I learned how to store the code in the Excel modules, this separates the code from the actual worksheet themselves so that they are publicly stored and prevent any issues workbook transfers to teammates.

When doing many quotes, we get tired and eventually under perform from time to time. However, computers never get tired, they’re just machines that execute lines of codes without any questions. I found that to be extremely powerful. Not only has this streamlined my work, but it also gives me 100% confidence that I won’t find any trivial issues.

I’ve also been improving many different business units with Excel by using VLOOKUPs, nested IF statements and TRIM functions to find specific words and recording macros to do repetitive tasks. I’ve found ways for other business units to automate their spreadsheets.

I made feasibility request by having Excel automatically send emails to the appropriate person and even have Excel files save with a name that is a standard format to our company. Reducing the number of repetitive typing saves a lot of wasted time.

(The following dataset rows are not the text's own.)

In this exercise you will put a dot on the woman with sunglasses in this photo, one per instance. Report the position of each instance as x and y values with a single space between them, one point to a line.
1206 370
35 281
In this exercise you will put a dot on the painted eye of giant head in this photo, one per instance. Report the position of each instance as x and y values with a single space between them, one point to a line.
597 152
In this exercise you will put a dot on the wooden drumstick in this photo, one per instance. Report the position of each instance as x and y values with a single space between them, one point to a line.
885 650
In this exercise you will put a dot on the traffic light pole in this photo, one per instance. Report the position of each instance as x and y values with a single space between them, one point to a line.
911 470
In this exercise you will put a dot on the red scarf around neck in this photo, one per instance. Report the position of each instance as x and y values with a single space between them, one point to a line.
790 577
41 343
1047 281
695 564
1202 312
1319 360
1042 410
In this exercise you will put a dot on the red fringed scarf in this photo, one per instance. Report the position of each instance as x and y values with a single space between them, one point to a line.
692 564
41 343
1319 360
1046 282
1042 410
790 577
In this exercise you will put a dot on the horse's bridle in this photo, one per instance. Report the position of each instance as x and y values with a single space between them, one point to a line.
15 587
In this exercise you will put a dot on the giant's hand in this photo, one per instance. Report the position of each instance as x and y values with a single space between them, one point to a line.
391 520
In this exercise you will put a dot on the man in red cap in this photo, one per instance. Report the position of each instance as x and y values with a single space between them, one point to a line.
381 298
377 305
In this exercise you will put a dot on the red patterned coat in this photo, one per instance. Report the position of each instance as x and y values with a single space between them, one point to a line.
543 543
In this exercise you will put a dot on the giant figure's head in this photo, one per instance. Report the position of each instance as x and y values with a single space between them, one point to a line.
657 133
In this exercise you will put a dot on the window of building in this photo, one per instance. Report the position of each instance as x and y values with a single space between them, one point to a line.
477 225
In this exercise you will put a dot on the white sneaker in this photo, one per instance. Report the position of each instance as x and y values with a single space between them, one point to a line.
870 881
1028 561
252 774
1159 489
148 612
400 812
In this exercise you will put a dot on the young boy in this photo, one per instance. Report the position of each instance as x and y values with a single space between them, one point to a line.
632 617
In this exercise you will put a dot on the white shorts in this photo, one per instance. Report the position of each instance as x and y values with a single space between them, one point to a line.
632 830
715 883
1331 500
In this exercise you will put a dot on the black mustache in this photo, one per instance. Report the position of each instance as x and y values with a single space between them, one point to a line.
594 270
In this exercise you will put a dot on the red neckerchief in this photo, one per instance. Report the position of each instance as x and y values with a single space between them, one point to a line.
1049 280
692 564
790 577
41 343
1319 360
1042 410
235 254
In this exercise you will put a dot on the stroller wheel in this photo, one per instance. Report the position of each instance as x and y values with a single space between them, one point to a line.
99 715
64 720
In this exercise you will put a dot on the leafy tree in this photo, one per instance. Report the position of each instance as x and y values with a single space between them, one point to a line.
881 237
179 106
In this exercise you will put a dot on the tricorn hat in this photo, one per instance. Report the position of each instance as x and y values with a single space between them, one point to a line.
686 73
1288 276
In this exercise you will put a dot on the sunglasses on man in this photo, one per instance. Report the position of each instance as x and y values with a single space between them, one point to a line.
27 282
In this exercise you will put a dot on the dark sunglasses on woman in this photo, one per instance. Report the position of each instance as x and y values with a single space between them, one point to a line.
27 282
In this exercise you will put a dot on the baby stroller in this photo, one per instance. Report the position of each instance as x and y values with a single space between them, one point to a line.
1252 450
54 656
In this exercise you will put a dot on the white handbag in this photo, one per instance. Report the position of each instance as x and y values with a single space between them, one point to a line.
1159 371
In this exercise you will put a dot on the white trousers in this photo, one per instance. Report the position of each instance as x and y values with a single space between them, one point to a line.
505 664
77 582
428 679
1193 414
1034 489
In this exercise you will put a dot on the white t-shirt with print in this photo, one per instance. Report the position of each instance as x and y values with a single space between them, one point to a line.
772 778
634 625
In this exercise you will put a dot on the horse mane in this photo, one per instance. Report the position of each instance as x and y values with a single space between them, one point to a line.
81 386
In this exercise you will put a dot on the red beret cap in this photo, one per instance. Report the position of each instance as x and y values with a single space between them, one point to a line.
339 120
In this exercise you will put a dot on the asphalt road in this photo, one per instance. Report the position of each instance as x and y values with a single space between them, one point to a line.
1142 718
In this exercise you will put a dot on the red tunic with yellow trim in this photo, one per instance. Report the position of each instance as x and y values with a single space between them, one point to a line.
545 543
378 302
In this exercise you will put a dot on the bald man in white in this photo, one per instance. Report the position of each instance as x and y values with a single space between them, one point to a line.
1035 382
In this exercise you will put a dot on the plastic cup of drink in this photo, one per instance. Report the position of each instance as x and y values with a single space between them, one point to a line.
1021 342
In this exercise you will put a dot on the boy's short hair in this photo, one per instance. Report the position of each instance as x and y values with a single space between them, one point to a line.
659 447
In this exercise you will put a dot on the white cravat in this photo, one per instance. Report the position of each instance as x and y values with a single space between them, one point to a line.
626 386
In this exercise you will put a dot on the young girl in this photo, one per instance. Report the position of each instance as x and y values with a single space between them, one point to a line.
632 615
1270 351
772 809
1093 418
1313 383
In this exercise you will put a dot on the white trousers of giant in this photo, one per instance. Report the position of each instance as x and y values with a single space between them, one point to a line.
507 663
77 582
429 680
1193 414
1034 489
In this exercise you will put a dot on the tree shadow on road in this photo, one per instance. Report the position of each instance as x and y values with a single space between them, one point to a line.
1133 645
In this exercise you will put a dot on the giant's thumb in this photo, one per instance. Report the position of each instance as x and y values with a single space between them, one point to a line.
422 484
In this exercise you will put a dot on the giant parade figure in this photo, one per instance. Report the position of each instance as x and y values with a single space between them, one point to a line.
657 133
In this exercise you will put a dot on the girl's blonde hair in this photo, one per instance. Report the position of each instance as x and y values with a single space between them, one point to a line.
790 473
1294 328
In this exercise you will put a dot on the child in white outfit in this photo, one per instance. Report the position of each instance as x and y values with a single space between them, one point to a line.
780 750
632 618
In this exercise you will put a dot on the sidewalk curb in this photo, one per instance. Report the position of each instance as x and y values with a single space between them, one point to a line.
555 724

All of my improvements have been submitted in our system as Kaizens which is the Japanese word for continous improvement. They refer to activities or ideas that continuously improve all functions and is used heavily in the Toyota Production System and many other lean manufacturers.

As my co-worker said, where there are inefficiencies, there are opportunities. There are always ways to improve existing processes and those are challenges I like to take.